Zebra, $5.99, ISBN 0-8217-7186-8
Historical Romance, 2001
A Christmas Promise is a pain in the ass. It has a hero whose passive-aggressiveness transcends Chinese water torture and a heroine who, as a result of the hero’s nincompoop behavior, is always this close to breaking into a smack-me-stupid hysterical breakdown.
Fans of Jo Beverley who love heroines trying to save the world as they vacillate over what to do, where to run, up or down, how to run, and more in what seems like a thousand pages longer than the epic Gilgamesh will love Juliana Archer. She just won’t stop thinking or talking in incessant indecision.

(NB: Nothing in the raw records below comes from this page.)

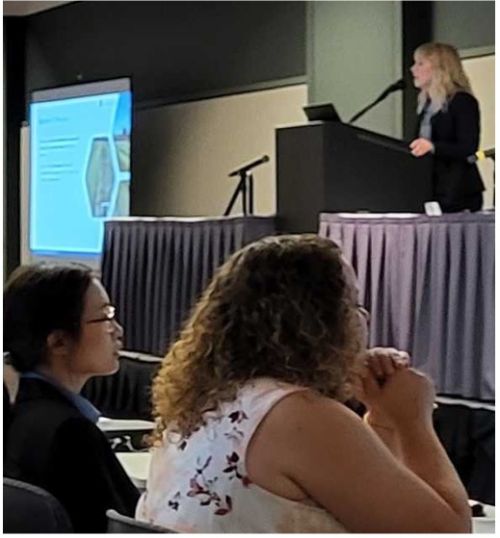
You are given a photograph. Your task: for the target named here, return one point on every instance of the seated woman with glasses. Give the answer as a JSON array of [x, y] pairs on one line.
[[60, 330], [252, 434]]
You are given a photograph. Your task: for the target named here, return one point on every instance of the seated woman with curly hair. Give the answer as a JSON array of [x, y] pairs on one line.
[[252, 434]]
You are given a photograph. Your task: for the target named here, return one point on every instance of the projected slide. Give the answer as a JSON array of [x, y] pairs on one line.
[[80, 168]]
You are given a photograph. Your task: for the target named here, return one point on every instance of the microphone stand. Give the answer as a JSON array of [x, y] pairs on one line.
[[369, 107], [399, 85], [245, 187]]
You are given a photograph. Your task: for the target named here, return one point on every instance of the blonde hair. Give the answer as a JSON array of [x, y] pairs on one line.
[[279, 308], [448, 76]]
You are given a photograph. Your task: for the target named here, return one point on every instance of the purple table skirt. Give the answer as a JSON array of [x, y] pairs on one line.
[[429, 284]]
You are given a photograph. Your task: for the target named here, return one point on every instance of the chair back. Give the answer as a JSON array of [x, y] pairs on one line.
[[30, 509], [120, 524]]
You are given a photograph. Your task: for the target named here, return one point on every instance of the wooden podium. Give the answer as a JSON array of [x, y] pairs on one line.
[[333, 167]]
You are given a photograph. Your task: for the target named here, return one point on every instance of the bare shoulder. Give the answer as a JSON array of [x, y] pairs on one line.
[[309, 412]]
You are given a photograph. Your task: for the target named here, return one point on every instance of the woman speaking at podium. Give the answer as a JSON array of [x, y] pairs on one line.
[[448, 126]]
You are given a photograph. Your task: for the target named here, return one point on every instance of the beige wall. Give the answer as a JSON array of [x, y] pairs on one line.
[[481, 72], [203, 141]]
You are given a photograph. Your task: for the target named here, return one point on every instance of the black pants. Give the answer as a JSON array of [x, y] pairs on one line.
[[473, 202]]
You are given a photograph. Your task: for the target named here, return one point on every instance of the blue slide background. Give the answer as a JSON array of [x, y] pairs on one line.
[[74, 167]]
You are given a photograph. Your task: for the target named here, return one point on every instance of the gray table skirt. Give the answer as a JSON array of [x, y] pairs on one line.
[[155, 268], [429, 284]]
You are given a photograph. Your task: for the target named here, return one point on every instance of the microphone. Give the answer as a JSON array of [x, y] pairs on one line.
[[398, 85], [481, 154], [246, 167], [394, 87]]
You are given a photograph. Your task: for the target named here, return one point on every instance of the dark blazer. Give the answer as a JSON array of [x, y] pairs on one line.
[[455, 135], [52, 445]]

Juliana once disobeyed her father and married a bad lout. Bad woman – that will teach you to think for yourself! Widowed, alone, and penniless in India, she is now taken back home by the man her father always wanted her to marry, Ian Pierce. Bad woman, next time do everything Daddy says and everything will be alright.
Ian wants to marry her. She says no. Fine, he will let her think about his proposal until Christmas. Juliana fishes for other guys. He gets mad. Juliana wonders if he wants her love. He demurs. Juliana gets confused. He demurs some more. Juliana is now really confused. He gets really annoyed because she can’t read his mind and do things his way. Juliana gets hurt – he is just like any other men,! He gets hurt some more, and hurts her some more.

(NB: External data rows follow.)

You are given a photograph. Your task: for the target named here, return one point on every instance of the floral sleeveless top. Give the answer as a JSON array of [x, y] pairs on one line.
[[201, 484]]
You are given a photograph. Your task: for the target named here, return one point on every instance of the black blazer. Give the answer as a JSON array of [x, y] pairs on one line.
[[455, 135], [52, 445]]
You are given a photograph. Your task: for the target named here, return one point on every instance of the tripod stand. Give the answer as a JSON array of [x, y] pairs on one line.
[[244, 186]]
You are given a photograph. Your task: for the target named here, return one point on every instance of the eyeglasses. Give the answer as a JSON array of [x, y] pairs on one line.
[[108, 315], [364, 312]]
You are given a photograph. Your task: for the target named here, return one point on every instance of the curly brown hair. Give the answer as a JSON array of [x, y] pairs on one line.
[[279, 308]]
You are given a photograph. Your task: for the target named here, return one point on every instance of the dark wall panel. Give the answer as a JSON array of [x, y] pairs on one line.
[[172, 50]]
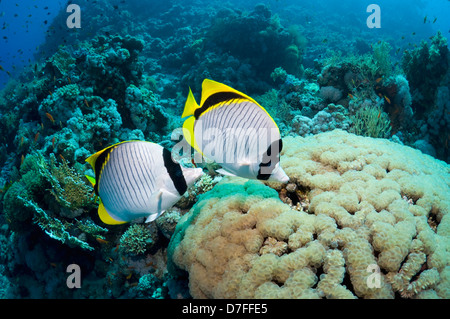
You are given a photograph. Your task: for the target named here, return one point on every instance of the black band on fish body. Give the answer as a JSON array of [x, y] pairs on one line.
[[215, 99], [175, 172], [267, 165], [99, 162]]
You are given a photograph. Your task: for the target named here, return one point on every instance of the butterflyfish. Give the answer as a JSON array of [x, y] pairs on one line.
[[137, 179], [236, 132]]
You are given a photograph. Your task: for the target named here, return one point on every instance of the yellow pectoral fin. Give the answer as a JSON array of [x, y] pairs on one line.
[[106, 218], [190, 106], [188, 132], [91, 179]]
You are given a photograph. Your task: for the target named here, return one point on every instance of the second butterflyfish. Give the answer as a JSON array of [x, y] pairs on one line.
[[137, 179], [233, 130]]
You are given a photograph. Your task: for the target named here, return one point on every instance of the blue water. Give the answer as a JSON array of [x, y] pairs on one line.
[[67, 93], [26, 32]]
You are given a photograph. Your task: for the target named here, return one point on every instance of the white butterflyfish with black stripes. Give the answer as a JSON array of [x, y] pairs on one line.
[[233, 130], [137, 179]]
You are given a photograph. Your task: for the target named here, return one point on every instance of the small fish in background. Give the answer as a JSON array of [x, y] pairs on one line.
[[236, 132], [137, 179]]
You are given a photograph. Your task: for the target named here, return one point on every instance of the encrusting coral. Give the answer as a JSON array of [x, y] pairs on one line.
[[376, 226]]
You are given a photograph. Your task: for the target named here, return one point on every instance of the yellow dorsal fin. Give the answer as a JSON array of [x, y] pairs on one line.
[[190, 106], [210, 87], [105, 217], [188, 133]]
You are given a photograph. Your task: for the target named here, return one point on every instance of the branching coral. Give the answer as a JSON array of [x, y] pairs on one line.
[[29, 199], [358, 238], [372, 122], [138, 239]]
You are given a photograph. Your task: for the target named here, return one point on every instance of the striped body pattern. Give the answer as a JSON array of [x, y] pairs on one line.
[[236, 135], [236, 132], [129, 178], [137, 179]]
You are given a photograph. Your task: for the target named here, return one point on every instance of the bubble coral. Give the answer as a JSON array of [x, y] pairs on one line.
[[377, 210]]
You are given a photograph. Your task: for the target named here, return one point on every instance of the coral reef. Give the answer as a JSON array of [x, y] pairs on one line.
[[360, 218], [376, 227]]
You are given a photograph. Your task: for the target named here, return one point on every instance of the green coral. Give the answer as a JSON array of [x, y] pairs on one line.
[[45, 190], [149, 286], [52, 226], [68, 186], [372, 122], [137, 240], [62, 61]]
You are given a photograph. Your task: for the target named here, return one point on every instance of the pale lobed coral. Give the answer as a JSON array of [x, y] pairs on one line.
[[376, 227]]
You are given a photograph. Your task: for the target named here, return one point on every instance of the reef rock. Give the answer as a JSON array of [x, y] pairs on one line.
[[368, 219]]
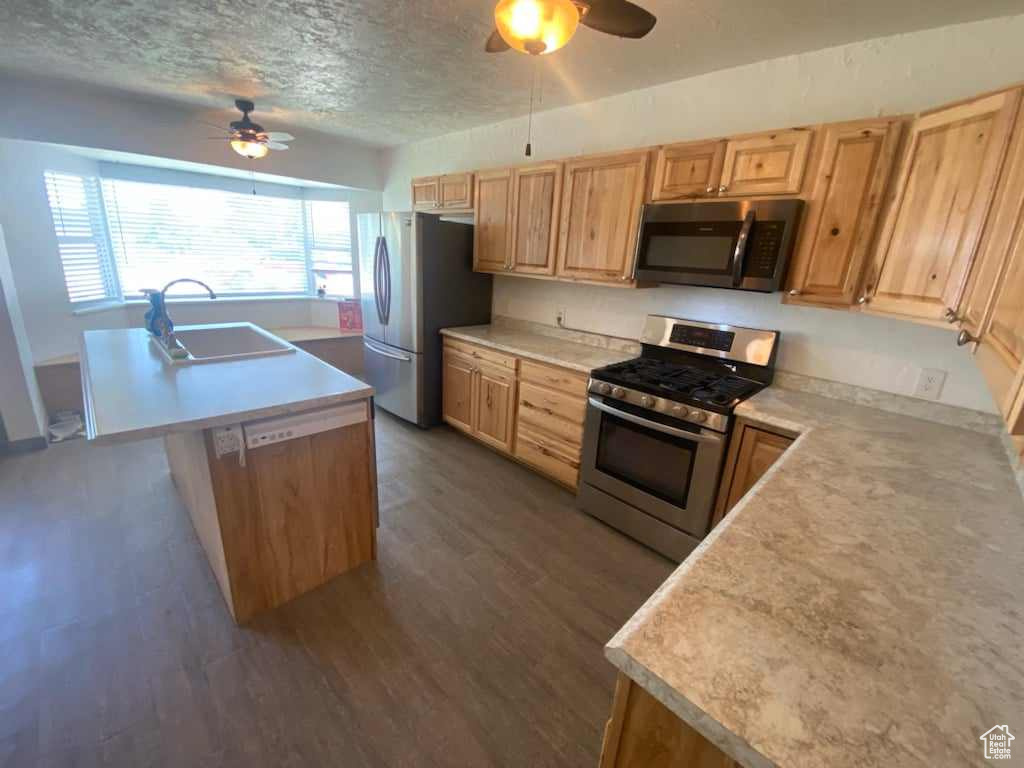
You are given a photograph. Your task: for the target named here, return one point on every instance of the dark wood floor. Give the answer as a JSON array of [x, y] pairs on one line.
[[474, 640]]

“Somebody just talk, damn it, damn it, DAMN IT!” I scream and take a chainsaw to this book.
Okay, not a chainsaw, but I get really, really fed up with these two people after the 100th page. Watching these two trying to smack lips is like sitting on an electric chair while having my fingernails pulled out one by one by a pair of rusty pliers. I’d rather sleep on a bed of nails than to subject myself to this… this… ugh.